L’étude de Marguerite Altet fait le constat que les enseignants ne préparent « jamais les procédures d’apprentissage »244. Nous pensons que si ces procédures ne sont pas clairement spécifiées, elles sont néanmoins comprises dans l’architecture et l’agencement des énoncés des situations d’apprentissage en éducation physique. L’enseignant n’écrit donc pas le texte d’un savoir constitué, [il écrit un "archi-texte"]. Ce dernier ne peut s’annoncer dans les écrits de planification comme on le ferait dans un ouvrage didactique ou dans des textes programmatiques. L’enseignant ne planifie pratiquement ni la connaissance qu’il souhaite transmettre ni les compétences à développer ; il écrit comment il va procéder pour faire apprendre.

Pour avoir prise sur l’objet "traces écrites", nous partons de l’hypothèse que l’enseignant planifie dans l’ordre les interventions qu’il souhaite faire sur le terrain. Nous avons essayé de modéliser plusieurs écrits de situations d’apprentissage pour interpréter comment il pense faire apprendre les élèves ou les joueurs.

Soit un premier exemple avec la situation 1, de la leçon 5, de l’enseignant expert n°2.

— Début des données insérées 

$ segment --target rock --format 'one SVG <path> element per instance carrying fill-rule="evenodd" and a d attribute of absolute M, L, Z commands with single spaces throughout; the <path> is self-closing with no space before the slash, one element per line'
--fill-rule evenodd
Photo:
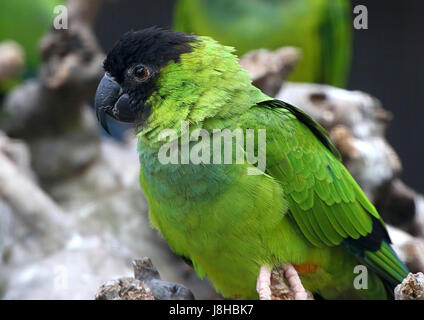
<path fill-rule="evenodd" d="M 102 284 L 96 300 L 155 300 L 152 291 L 134 278 L 121 278 Z"/>
<path fill-rule="evenodd" d="M 193 300 L 181 284 L 161 280 L 152 261 L 144 257 L 133 261 L 134 278 L 120 278 L 103 284 L 96 300 Z"/>
<path fill-rule="evenodd" d="M 424 300 L 424 274 L 408 274 L 395 288 L 395 300 Z"/>

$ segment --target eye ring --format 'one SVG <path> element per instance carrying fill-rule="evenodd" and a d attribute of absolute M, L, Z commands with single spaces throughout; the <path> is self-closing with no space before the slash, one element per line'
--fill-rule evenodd
<path fill-rule="evenodd" d="M 143 65 L 138 65 L 133 69 L 133 74 L 138 80 L 146 80 L 150 76 L 149 69 Z"/>

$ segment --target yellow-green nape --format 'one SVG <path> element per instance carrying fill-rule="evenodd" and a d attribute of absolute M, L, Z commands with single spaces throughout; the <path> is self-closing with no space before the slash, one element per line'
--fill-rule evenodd
<path fill-rule="evenodd" d="M 206 120 L 214 117 L 225 122 L 269 99 L 251 84 L 234 48 L 206 36 L 190 46 L 190 52 L 160 69 L 157 89 L 147 101 L 152 114 L 139 135 L 157 137 L 164 128 L 179 132 L 181 121 L 190 122 L 192 128 L 205 127 Z"/>

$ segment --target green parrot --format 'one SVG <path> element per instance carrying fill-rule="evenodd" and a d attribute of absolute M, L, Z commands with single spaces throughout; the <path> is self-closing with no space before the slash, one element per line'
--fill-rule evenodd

Traces écrites Analyse compréhensive et interprétation
L5 S1 : Objectifs de la séance. « Jeu gd espace → Jeu transition. N°2 appuis → contourne DF Z Trouver Déf M + Travail reste T pour. Timing pour Par et Port. Timing course arr ?? Projet ??. »
La situation : Un petit croquis présente un terrain de HB utilisé en largeur. Trois couloirs, des joueuses dans chaque couloir, zones vers les lignes de touche. « Ne pas se faire attraper. S1 jeu avec 3 secteurs + porte. Compréhension jeu ds dos contourner où pénétration passe direct A1. 2 Idem + amener à trouver appui + course. Appui aller vers ballon. Soutien/receveur/timing ??
3 Obligation W/renversement + enchaînement pour même solution ?? course dans dos en changent secteur. Recherche le soutien commun. »
Chronologie des interventions de l’enseignant :
1°Annonce du thème général (jeu sur grand espace)
2°Annonce du "sous-thème" (jeu de transition).
3°Annonce des principes fondamentaux (contourner, timing). En même temps, il annonce l’organisation des tâches (N°2).
4°Traçage et description de la situation (croquis).
5°Une consigne centrale : (ne pas se faire attraper).
6°Règles spatiales du jeu (jeu avec 3 secteurs, porte).
7°Le savoir recherché : ce que doivent comprendre les joueuses (jeu dans le dos ou pénétration).
8°Recherche des solutions (trouver appui ou appui et aller vers ballon ou soutien).
9°Les obligations (renversement et enchaînement).
10°Quelques conséquences (changement de secteurs, rechercher le soutien).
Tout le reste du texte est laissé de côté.